Donald Trump is not known for his soaring rhetoric, but his speech at Mount Rushmore was one of the rhetorical highlights of his presidency. In addressing the nation as he enters the home stretch of another presidential campaign, the president would do well to recall the words of Abraham Lincoln, one of the four American presidents chiseled into the South Dakota mountaintop -- and the first to be elected on the Republican Party ticket.
In 1838, the 28-eight-year-old Lincoln delivered what would later be considered his first great political speech to the Young Men’s Lyceum of Springfield, Ill. In it, he warned against the dangers of mob violence. In the cases he discussed, vigilante groups had not waited for justice to be done to lawbreakers, but had savagely murdered the men (most of them black) accused of committing the crimes. Here were two explosive issues, mob violence and race, that together threatened the preservation of our political institutions.
The foundational problem with mob rule, as Lincoln saw it, was that it alienates decent, law-abiding citizens from their government. When “good men, men who love tranquility, who desire to abide by the laws, and enjoy their benefits, who would gladly spill their blood in the defense of their country; seeing their property destroyed, their families insulted; their persons injured; and seeing nothing in prospect that forebodes a change for the better; become tired of, and disgusted with, a government that offers them no protection,” Lincoln warned.
The United States, he asserted, was far more likely to “die by suicide” than by foreign conquest.
Today, the same toxic mix again threatens the survival of our political institutions, and more broadly, our American way of life. But the two situations are largely reversed, with Black Lives Matter (along with their white “antifa” allies) pillaging and destroying some of America’s great cities and threatening to bring their violence to a town or suburb near you. As Attorney General William Barr observed while testifying before the House Judiciary Committee, not one Democratic member of the committee was prepared to denounce what Lincoln called “the mobocratic spirit,” despite the graphic nine-minute video he showed at the opening of his testimony. The mainstream media has largely covered up the violence and lawlessness, while liberal politicians have doubled down on the problem by supporting proposals to defund the police.

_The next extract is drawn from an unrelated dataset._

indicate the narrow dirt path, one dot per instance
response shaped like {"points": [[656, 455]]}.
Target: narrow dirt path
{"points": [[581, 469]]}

The tactic of willfully ignoring mayhem played itself out in Kenosha, Wis., which the president is visiting Tuesday, and Joe Biden was finally roused to address the topic. He did so only after a Republican convention that featured an array of Americans of all ages and hues signaling that their nominee will run on a platform of restoring law and order as best he can in our federal and decentralized republic, in which the worst of the violence is taking place in cities and states long controlled by Democrats. But Trump can also follow Lincoln’s advice in the Lyceum Address to make “reverence for the laws” the “political religion of the nation,” starting first in the family, but also “in schools, in seminaries, and in colleges.”
For too long, America’s school children have been fed a steady diet of racism, genocide, and greed, capped off by the New York Times’ ideologically driven 1619 Project. Is it any wonder that our young people are more drawn to socialism, “democratic” or otherwise, when this is all they know? Meanwhile, as Heather Mac Donald has shown, college and university presidents have declared with one voice that they will use every tool in their educational arsenal to fight against “systemic,” “institutional,” and “structural” racism, even as they themselves skirt the law regarding illegal immigration, racial discrimination, and the rights of the accused. Reverence for the law is in short supply in the very citadels of learning where it should be enshrined.
If our 45th president can channel the insights of our 16th president, opposing mob violence and restoring civic education, he will have a winning message.